1. ## Inflection And Concavity.

The directions say to find the points of inflection and discuss the concavity of the graph of the function.
The function is
$\displaystyle f(x)= sinx+cosx$ the intervals [0,2$\displaystyle pi$]
I know you supposed to take the derivative, then the 2nd then set the equation to zero
so i have up to
$\displaystyle 0= cosx-sinx$
Is this right?
if so what do i do next?

2. Originally Posted by Red350z
The directions say to find the points of inflection and discuss the concavity of the graph of the function.
The function is
$\displaystyle f(x)= sinx+cosx$ the intervals [0,2$\displaystyle pi$]
I know you supposed to take the derivative, then the 2nd then set the equation to zero
so i have up to
$\displaystyle 0= cosx-sinx$
Is this right?
if so what do i do next?
That's only the first derivative!!

The second derivative would be $\displaystyle f^{\prime\prime}\!\left(x\right)=-\sin x-\cos x$

To find inflection points, solve for x:

$\displaystyle -\sin x-\cos x=0\implies \sin x=-\cos x$

This is the case where $\displaystyle x=\frac{3\pi}{4},\,\frac{7\pi}{4}$.

Can you determine where the function is concave up or down now?

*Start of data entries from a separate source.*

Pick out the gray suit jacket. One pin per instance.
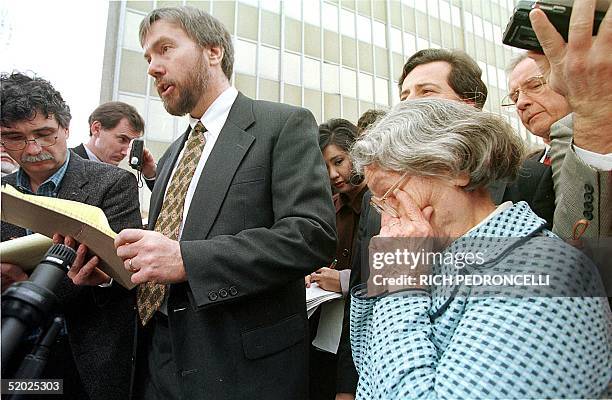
(581, 191)
(100, 321)
(260, 220)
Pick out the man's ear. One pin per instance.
(95, 128)
(215, 54)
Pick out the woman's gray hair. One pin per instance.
(442, 139)
(199, 25)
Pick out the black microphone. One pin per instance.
(27, 304)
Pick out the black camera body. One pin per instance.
(135, 159)
(519, 32)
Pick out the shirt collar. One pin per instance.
(215, 116)
(50, 187)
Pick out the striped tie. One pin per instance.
(150, 294)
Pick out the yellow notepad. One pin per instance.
(85, 223)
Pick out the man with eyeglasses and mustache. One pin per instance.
(93, 352)
(537, 105)
(581, 146)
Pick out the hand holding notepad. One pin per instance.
(85, 223)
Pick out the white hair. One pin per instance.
(442, 139)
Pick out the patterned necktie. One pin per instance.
(150, 294)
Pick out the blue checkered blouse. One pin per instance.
(431, 345)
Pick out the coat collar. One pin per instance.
(232, 145)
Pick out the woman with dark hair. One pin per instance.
(336, 138)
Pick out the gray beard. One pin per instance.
(191, 92)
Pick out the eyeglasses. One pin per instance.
(380, 203)
(534, 85)
(20, 144)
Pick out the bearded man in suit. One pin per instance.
(240, 212)
(93, 352)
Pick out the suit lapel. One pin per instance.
(163, 177)
(73, 182)
(232, 145)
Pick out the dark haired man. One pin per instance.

3. To get inflection points you have to solve f ''(x) = 0

You are solving f '(x) = 0 so you need to find f '' (x).
$\displaystyle -sinx - cos x = 0$

$\displaystyle -sinx = cosx$

This is only true when x = $\displaystyle \frac{3\pi}{4}$
x = $\displaystyle \frac{7\pi}{4}$

To the left of x = $\displaystyle \frac{3\pi}{4}$ f '' (x) < 0

To the right of x = $\displaystyle \frac{3\pi}{4}$ f '' (x) > 0

Therefore we have an ip( inflection point ) at x = $\displaystyle \frac{3\pi}{4}$

When $\displaystyle f''(x) <0$ Then f is concaving down
When $\displaystyle f''(x) >0$ then f is concaving up.

Do this for x = $\displaystyle \frac{7\pi}{4}$

4. Originally Posted by Chris L T521
That's only the first derivative!!

The second derivative would be $\displaystyle f^{\prime\prime}\!\left(x\right)=-\sin x-\cos x$

To find inflection points, solve for x:

$\displaystyle -\sin x-\cos x=0\implies \sin x=-\cos x$

This is the case where $\displaystyle x=\frac{3\pi}{4},\,\frac{7\pi}{4}$.

Can you determine where the function is concave up or down now?
I always get this wrong but hen f''(x) <0 Then f is concaving down, and when f''(x) >0 then f is concaving up.

5. Exactly.